Si vous vous êtes rendus dans un écocentre de la Mauricie récemment, vous avez peut-être constaté que plusieurs matériaux de construction, meubles, électroménagers, lampes et autres trésors « récupérables » s’y retrouvent. Or, bien malheureuse est la personne qui voudrait réutiliser les objets ou faire des projets de constructions en matériaux récupérés (de style Pinterest) avec les diverses matières : une fois dans un écocentre de la région, elles ne sont plus disponibles au réemploi.
La stratégie de gestion choisie pour les six écocentres d’Énercycle (Régie de gestion des matières résiduelles de la Mauricie) vise plutôt une valorisation des matières qui y sont déposées. Celle-ci fonctionne assez bien pour réduire l’enfouissement : en 2019, 75 % des 24 264 tonnes de matières qui ont transité par les six écocentres d’Énercycle ont été acheminées vers des transformateurs afin pour y être revalorisées de différentes façons. Par exemple, le bois de construction, qui constitue plus du tiers des déchets gérés par les écocentres (8740 tonnes en 2019), est acheminé au groupe Bellemare où il est broyé et revendu à un fabricant de panneaux de bois aggloméré. Les résidus qui ne peuvent pas servir à cette fin sont utilisés comme combustible.

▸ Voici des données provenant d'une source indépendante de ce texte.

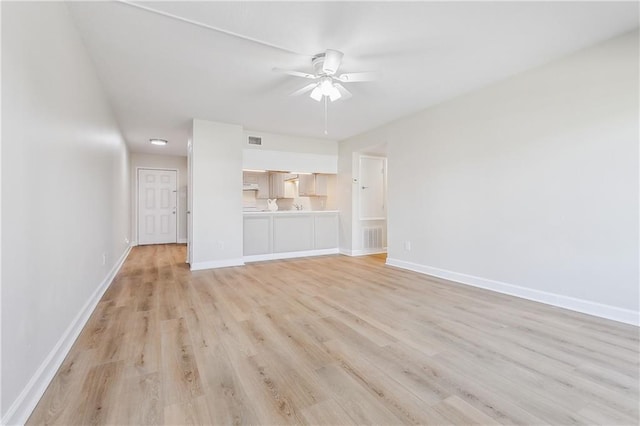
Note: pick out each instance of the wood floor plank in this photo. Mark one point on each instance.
(334, 340)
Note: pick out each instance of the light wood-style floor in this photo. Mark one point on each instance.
(334, 340)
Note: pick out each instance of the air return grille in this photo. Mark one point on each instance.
(372, 238)
(255, 140)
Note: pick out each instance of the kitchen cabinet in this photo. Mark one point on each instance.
(325, 231)
(312, 185)
(258, 178)
(292, 232)
(281, 235)
(257, 235)
(306, 185)
(279, 187)
(322, 182)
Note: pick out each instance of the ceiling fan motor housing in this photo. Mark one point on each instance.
(318, 61)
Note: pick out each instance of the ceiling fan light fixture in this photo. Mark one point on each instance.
(334, 94)
(326, 85)
(316, 94)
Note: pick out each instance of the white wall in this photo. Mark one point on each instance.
(216, 178)
(290, 143)
(65, 197)
(528, 186)
(179, 163)
(289, 153)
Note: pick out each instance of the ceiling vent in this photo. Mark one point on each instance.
(255, 140)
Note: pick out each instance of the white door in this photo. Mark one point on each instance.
(157, 199)
(372, 188)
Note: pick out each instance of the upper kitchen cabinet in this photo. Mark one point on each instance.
(258, 181)
(314, 185)
(280, 186)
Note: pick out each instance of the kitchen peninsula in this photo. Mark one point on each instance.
(287, 234)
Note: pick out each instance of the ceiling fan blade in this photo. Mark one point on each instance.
(332, 60)
(344, 92)
(354, 77)
(295, 73)
(304, 90)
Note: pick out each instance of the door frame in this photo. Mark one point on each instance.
(137, 198)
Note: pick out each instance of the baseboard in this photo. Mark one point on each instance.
(362, 252)
(26, 402)
(626, 316)
(290, 255)
(213, 264)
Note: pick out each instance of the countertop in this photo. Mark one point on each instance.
(290, 212)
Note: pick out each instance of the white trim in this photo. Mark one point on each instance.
(626, 316)
(362, 252)
(26, 402)
(290, 255)
(213, 264)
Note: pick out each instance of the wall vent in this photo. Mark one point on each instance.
(372, 238)
(255, 140)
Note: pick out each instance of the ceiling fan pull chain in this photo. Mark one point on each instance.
(325, 115)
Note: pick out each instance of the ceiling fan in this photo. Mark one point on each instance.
(326, 83)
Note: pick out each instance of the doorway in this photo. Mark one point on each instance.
(370, 215)
(157, 206)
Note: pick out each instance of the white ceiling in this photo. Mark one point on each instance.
(160, 70)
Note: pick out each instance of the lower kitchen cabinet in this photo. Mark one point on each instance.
(289, 234)
(257, 235)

Redonner la priorité au réemploi
Si la valorisation est préférable à l’enfouissement, elle arrive toutefois tardivement dans la hiérarchie des 3RV-E qui demande que la priorité soit accordée dans l’ordre à la réduction à la source (R) et au réemploi (R), avant le recyclage (R), la valorisation (V) et l’élimination (E). La politique québécoise de gestion des matières résiduelles fait donc du réemploi la deuxième option à privilégier en priorité. Selon RECYC-QUÉBEC, ce réemploi peut être encouragé dans les écocentres par « la création d’un espace de vente destiné aux citoyens ou le don à des organismes de bienfaisance. »

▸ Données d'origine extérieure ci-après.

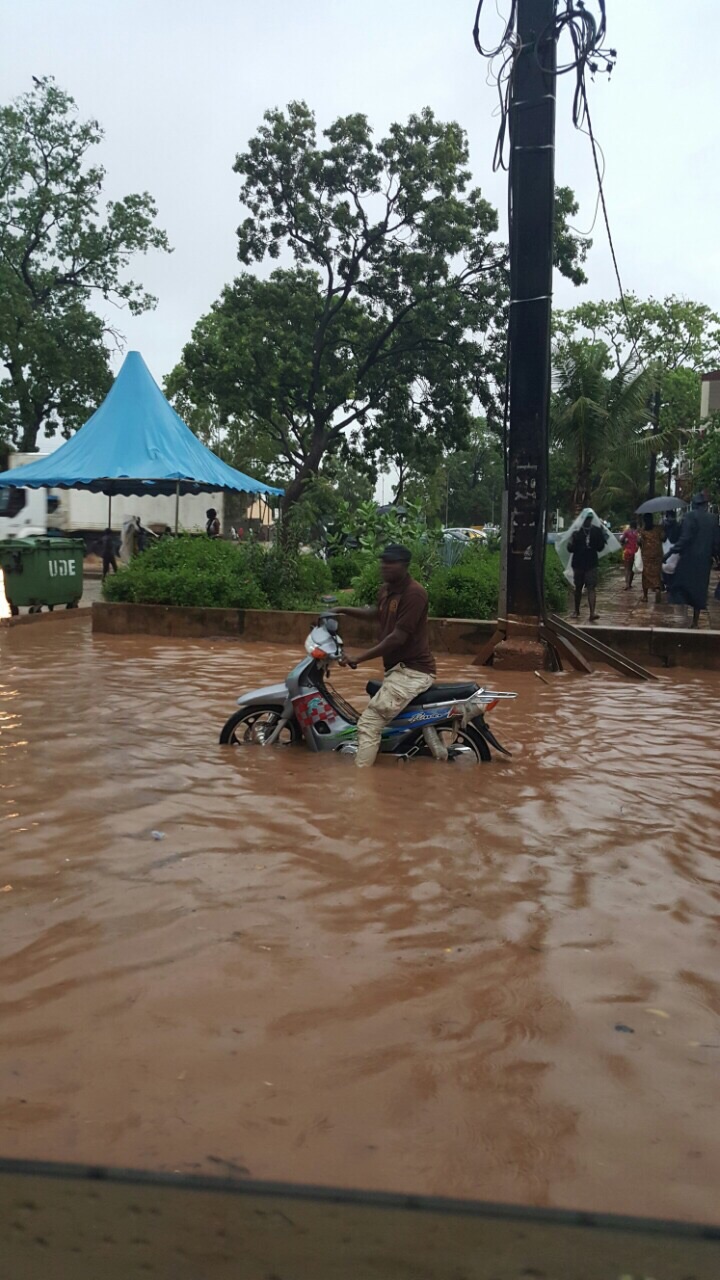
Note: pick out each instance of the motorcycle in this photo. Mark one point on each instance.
(447, 722)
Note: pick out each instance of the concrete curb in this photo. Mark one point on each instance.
(652, 647)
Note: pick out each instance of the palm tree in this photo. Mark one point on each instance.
(595, 414)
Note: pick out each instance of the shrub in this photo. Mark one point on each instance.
(346, 566)
(288, 579)
(191, 571)
(468, 589)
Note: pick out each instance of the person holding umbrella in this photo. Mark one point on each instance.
(697, 545)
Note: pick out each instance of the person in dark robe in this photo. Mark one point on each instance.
(671, 528)
(698, 543)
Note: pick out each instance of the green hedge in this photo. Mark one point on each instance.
(192, 571)
(205, 574)
(465, 590)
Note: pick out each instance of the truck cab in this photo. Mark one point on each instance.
(23, 512)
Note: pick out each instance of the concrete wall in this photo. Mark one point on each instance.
(652, 647)
(273, 626)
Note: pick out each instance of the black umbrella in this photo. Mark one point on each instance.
(661, 504)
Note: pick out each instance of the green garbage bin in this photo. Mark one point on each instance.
(42, 571)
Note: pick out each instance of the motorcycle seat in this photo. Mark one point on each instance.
(434, 694)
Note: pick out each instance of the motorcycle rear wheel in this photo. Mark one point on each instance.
(251, 726)
(468, 748)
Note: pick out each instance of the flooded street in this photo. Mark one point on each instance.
(497, 983)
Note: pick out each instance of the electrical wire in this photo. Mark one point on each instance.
(610, 241)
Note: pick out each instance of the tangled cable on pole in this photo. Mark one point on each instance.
(572, 19)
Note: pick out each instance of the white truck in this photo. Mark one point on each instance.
(77, 512)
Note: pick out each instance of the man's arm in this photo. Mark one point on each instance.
(369, 612)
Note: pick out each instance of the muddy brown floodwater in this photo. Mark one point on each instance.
(496, 983)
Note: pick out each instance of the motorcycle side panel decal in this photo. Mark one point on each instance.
(311, 709)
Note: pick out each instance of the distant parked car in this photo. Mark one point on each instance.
(465, 535)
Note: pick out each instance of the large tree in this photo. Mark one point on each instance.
(596, 412)
(674, 339)
(386, 332)
(59, 251)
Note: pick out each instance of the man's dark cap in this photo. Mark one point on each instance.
(396, 553)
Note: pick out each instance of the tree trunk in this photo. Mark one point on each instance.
(301, 479)
(31, 419)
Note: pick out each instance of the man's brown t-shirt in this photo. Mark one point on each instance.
(406, 606)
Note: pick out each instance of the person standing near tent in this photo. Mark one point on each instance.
(109, 561)
(586, 545)
(697, 544)
(629, 540)
(651, 551)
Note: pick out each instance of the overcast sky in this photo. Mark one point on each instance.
(180, 86)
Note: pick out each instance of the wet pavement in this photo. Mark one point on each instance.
(619, 607)
(496, 983)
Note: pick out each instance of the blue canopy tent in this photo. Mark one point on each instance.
(136, 446)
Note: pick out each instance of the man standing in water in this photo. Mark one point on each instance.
(404, 647)
(584, 547)
(698, 543)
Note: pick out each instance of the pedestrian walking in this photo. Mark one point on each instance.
(696, 548)
(586, 545)
(629, 540)
(651, 551)
(109, 561)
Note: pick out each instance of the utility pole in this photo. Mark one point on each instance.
(532, 222)
(525, 638)
(656, 407)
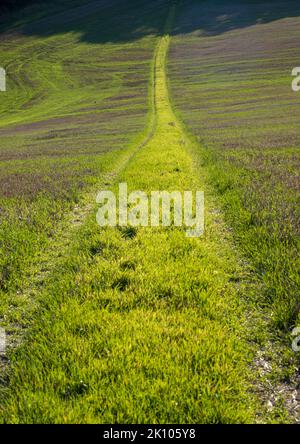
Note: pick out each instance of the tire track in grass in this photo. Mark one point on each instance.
(144, 325)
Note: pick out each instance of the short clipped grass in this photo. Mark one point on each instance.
(230, 76)
(76, 106)
(140, 325)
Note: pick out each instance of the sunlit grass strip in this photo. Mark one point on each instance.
(139, 325)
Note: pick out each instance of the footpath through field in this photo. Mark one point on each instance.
(141, 325)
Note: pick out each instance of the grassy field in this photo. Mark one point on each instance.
(76, 105)
(230, 70)
(145, 325)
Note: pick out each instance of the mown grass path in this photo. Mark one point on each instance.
(140, 325)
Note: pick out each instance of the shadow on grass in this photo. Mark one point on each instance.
(104, 21)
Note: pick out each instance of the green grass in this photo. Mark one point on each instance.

Des ressourceries à même les écocentres ?
Dans un mémoire déposé à Énercycle dans le cadre des consultations sur la révision du plan conjoint de gestion des matières résiduelles (PCGMR) 2023-2030, le Service d’aide au consommateur de la Mauricie (SAC) propose que certaines matières récupérables des écocentres soient rendues disponibles à la population. « Des citoyens et des artistes recycleurs nous ont informés qu’auparavant, il était possible d’accéder à des matériaux dans les écocentres », explique Sébastien Bois, intervenant en défense des droits au SAC. De nombreux citoyen.nes et certains organismes lui ont fait part de leur désir d’accéder à certaines matières qui s’y trouvent.
Un employé d’un écocentre de la région a confié à La Gazette de la Mauricie voir « passer » suffisamment de matériaux dans l’année « pour construire et meubler plusieurs maisons. »
« Les gens souhaitent l’implantation d’une ressourcerie qui pourrait ressembler à celle de Baie-Comeau », précise Sébastien Bois.
Le magasin de réemploi de Baie-Comeau, géré par la Régie de gestion des matières résiduelles de Manicouagan, est d’ailleurs souvent cité comme modèle. Il permet d’offrir une seconde vie à un nombre incalculable de matériaux et d’objets, directement sur le site de l’écocentre.
Isabelle Giasson, directrice de la Régie explique son fonctionnement : « lorsqu’un citoyen entre à l’écocentre, il y passe par un poste de pré-tri, où tout ce qui peut avoir une deuxième vie ou être transformé sur place est séparé du reste. Les objets et les matériaux sont ensuite inspectés et réparés au besoin avant d’être avant d’être mis en magasin à prix abordable.»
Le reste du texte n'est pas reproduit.